Jed was there immediately, kneeling, taking off his shades and hooking them on his vest. “You okay?”
She groaned. “I’m going to be black-and-blue where the sun don’t shine. But I’ll survive.” She rolled to one side and rubbed the sore place gently. “Ouch. One of these days I’ll learn to pay more attention to where I...”
He was watching her, silent as ever, sort of half smiling. She breathed the end of her sentence, barely giving it sound. “...put my feet.”
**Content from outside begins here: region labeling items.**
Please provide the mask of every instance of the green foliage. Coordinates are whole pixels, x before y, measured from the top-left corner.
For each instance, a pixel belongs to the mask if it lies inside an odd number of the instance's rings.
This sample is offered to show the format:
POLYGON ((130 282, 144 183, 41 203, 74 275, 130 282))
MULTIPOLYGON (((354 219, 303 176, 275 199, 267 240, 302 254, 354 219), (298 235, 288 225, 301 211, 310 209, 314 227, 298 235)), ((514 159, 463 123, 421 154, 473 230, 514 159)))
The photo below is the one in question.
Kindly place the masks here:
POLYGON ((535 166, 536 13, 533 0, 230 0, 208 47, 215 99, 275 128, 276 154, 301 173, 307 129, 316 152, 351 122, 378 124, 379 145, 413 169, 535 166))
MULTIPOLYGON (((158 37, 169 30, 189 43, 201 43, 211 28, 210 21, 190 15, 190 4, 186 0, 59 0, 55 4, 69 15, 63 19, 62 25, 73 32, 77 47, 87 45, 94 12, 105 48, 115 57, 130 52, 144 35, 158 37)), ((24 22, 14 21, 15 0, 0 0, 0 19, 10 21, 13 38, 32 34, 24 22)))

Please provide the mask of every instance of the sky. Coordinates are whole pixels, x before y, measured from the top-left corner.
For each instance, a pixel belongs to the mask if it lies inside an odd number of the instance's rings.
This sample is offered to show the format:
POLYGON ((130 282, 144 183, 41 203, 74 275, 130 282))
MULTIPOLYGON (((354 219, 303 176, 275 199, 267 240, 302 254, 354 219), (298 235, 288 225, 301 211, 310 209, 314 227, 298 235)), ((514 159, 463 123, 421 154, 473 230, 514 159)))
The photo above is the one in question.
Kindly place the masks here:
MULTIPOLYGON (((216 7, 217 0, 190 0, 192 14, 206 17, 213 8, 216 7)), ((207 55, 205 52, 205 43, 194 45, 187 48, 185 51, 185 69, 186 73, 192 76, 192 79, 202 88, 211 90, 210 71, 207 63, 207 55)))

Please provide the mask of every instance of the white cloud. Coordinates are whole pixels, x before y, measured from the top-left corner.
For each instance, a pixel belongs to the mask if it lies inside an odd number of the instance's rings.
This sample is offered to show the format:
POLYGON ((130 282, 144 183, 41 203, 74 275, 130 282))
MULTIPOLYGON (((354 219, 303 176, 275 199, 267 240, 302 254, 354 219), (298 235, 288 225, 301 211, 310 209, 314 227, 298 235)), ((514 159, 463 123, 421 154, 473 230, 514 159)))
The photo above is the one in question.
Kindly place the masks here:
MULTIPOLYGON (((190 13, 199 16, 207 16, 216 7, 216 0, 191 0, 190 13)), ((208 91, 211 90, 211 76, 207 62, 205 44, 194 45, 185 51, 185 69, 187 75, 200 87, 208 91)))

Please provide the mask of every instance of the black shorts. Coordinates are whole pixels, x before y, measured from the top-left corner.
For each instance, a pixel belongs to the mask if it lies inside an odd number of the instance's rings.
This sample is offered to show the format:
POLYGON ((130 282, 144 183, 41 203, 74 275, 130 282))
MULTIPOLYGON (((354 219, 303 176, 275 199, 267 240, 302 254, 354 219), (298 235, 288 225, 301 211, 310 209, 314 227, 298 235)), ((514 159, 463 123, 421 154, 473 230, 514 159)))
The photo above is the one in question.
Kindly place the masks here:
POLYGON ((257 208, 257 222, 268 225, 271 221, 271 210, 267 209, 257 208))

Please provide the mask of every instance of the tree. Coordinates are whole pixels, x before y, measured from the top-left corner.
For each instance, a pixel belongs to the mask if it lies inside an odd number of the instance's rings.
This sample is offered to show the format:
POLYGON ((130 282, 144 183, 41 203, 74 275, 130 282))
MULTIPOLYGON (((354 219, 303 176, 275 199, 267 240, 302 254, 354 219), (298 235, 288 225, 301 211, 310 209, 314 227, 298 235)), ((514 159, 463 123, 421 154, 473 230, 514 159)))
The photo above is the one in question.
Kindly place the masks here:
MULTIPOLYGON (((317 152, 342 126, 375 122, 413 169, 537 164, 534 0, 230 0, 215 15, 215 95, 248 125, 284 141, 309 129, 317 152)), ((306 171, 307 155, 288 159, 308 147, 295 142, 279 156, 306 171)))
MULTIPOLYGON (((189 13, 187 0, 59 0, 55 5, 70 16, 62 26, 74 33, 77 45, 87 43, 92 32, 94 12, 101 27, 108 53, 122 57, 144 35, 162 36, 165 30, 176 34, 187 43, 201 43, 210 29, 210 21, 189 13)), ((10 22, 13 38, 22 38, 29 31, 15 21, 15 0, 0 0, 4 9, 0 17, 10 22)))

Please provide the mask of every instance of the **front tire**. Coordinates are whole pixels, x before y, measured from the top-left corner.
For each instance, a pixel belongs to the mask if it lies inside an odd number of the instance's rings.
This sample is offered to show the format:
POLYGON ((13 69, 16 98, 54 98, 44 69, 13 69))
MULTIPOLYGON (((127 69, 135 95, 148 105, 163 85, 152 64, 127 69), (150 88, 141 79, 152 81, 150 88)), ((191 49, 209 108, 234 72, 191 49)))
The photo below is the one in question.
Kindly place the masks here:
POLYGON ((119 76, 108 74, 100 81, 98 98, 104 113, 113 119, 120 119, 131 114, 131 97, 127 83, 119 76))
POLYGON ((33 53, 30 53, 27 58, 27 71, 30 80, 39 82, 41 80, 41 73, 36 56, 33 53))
And then words deserted her. And she could have cared less. There was too much going on for her to think about talking.
All at once the air had grown hotter, sweeter, closer. And Jed seemed to... fill up the world. She could smell leather and dust. And she couldn’t help noticing the sheen of sweat on his skin. She wanted to reach out her hand and feel his beard, to find out if it was as soft as it looked. To put out her tongue and taste his sweat...
Adora hitched in a tiny gasp. She couldn’t believe her own thoughts. Such thoughts weren’t like her at all. She’d never had any interest in that sort of thing. Oh, sure, she’d had a lot of boyfriends in all her years of trying to snare herself a husband. But she’d never gone to bed with any of them. Until Farley Underwood—the weasel. And Farley had made a special point of telling her before he left her what a big, fat zero she had been in that department.
And she supposed if she wanted to go ahead and be depressingly honest, that Farley had been right. She’d wanted to be good at sex. Because it seemed to be something that a well-rounded woman ought to be good at. And she’d tried her best to convince both Farley and herself that she’d enjoyed making love.
But she hadn’t. Not at all. There had just been too much sweating involved—not to mention those unpleasant noises that Farley would make. Yuck. Sometimes the only way to get through it had been to imagine the clever things she could do with window treatments once they were married and had their first house. Or to try to decide whether or not it would be pretentious to monogram their towels.